Fillings are made to last but they don’t last forever. Sometimes they can even come out fairly quickly with the wrong hard food, at the wrong angle, at the wrong time. So, what can you do if your filling fell out? In this article we will talk about proper care of your tooth when a filling loss occurs and what you should do to get it fixed. Without further ado, let’s discuss fallen fillings!
Is it normal for fillings to fall out?
Fillings can and do sometimes fall out. There are a few reasons why this can occur. Here are a few reasons why this can happen:
- Tooth decay – Sometimes tooth decay can occur within the tooth after the filling. It is uncommon. Your dentist is typically going to clean out the area before inserting the filling but this is not a 100% guarantee that decay cannot still occur.
- Hard foods – Jawbreakers, Jolly Ranchers, and other hard candies and other foods can put pressure on a filling depending on its placement. The best way to avoid this is to try not to chew hard things close to your filling whenever possible.
- Shrinkage (if composite resin) – Composite resin can, on occasion, suffer shrinkage. When this occurs, the filling no longer fits properly and falls out, requiring another visit to the dentist for replacement. Depending on the material used, this can occur in 2% – 5% of Composite Resin fillings.
How do you know if you lost a filling?
Typically it will be noticeable. You’ll be eating and you will feel a hard crunch, followed by the taste of the filling material. Sometimes it is not readily apparent if the filling is not on the front of your tooth. Some signs that you have lost a filling are as follows:
- Taste – Sometimes you will notice a ‘rotten cavity’ taste if a filling has fallen out which is in a place where it is not easy to see. This generally means that the filling has been missing for awhile and you will want to see your dentist as soon as possible.
- Sensitivity to hot and cold – If hot or cold drinks are suddenly painful then this is a good sign that your filling has fallen out, exposing the nerves within your teeth.
- Pain – Sometimes the most basic sign is all you get. If you find yourself with frequent toothache (even occasional should get checked out) then you will want to visit the dentist.

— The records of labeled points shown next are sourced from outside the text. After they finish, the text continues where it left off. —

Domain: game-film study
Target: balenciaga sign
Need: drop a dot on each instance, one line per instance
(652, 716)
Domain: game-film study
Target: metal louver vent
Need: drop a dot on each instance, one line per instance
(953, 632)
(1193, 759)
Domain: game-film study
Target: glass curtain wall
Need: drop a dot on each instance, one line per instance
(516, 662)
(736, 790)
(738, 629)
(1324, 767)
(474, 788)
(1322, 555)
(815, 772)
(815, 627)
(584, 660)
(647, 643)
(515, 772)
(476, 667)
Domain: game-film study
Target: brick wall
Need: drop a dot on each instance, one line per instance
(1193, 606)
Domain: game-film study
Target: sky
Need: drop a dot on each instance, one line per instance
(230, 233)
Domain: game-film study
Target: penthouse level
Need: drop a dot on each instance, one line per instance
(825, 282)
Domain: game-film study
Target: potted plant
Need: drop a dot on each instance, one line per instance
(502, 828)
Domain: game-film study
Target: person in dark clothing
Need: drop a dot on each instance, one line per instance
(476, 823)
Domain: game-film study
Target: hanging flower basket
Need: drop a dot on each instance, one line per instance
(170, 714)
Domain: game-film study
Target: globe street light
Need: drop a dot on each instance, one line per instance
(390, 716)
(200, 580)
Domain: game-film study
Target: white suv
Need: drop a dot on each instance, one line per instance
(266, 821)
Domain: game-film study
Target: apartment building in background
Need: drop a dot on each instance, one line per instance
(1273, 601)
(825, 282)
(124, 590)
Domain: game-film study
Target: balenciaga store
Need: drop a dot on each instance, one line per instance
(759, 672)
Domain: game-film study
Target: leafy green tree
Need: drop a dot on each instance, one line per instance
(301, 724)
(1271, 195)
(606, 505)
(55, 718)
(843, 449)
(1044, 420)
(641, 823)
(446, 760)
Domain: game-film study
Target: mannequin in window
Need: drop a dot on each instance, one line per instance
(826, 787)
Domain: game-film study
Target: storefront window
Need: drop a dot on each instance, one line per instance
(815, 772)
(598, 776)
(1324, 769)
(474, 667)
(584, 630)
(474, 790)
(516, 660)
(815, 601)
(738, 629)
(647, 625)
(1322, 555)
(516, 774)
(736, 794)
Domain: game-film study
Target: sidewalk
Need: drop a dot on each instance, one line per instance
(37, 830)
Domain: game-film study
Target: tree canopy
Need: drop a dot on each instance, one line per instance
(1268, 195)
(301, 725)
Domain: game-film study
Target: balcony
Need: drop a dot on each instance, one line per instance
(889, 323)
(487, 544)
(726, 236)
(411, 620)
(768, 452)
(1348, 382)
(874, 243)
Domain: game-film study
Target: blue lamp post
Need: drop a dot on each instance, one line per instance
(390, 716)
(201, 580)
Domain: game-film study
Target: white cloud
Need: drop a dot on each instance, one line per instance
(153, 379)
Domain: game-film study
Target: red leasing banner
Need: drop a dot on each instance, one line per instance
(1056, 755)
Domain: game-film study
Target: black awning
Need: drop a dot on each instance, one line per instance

First, of course, you will want to schedule an appointment with your dentist. Your dentist can quickly replace the filling so that your tooth is no longer vulnerable to advancing decay, but we realize that sometimes you can’t just drop everything to run to the dentist. In the meantime, you can do these things:
- Keep it clean – You will want to be sure that you are gently brushing the area and rinsing with mouthwash after each time that you eat. Food particles can get stuck in the gap that the filling used to reside in an this can accelerate decay.
- Dental wax – If you have it or if your local pharmacy stocks it, you can clean the area and then push some dental wax gently inside as a ‘temporary’ filling to use until your dentist’s appointment.
- Chew carefully – Avoid chewing in the area where your filling has fallen out. During this time your tooth is very vulnerable, and hard foods can chip and break a weakened tooth.
- Pain relief – Ibuprofen or Tylenol is good as long as you don’t have any allergies. If you don’t like using over-the-counter medications then a drop of clove oil on a cotton swab can be gently rubbed on the gums in the affected area to help to numb the pain a little.
How long should a filling last?
- Silver Amalgam – The most common filling currently (although they are slowly being replaced by composite resin due to mercury concerns), these are composed of tin, silver, mercury, and copper and are very durable, typically lasting 10 to 15 years.
” Gold fillings are the longest lasting, with an average ‘lifespan’ of 15+ years.”
- Gold – While not as popular lately, Gold fillings are the longest lasting, with an average ‘lifespan’ of 15+ years.
- Composite resin – A fairly recent addition in the world of fillings, composite resins can be combined with glass ionomer so that they will slowly leak fluoride into your teeth. A popular filling for children, there are the least long-lasting of the filling types, generally lasting 5 to 7 years before a replacement filling is needed.
Are there any other reasons my filling might need to be replaced?
Aside from falling out, there are additional reasons why your fillings might need to be replace. First, sometimes they can simply wear out an stop functioning properly. This an occur if your filling is getting close to its ‘expiration date’ but it can be hard to discern on your own. Your dentist will be able to let you know during one of your regular checkups. Secondly, a filling can crack(which can happen with any filling other than gold). You will typically notice a sensitivity to hot and cold liquids. Lastly, any filling that is not gold can also ‘leak’, so if you are noticing a sensitivity to hot and cold drinks for a period of up to 3 weeks after your procedure then you will want to see your dentist.
Today we have discussed the finer points of what you should do if your filling has fallen out. If you cannot get to the dentist right away, be sure to follow our tips and keep it clean and remember not to chew close to it. Above all, don’t panic, your dentist has got this!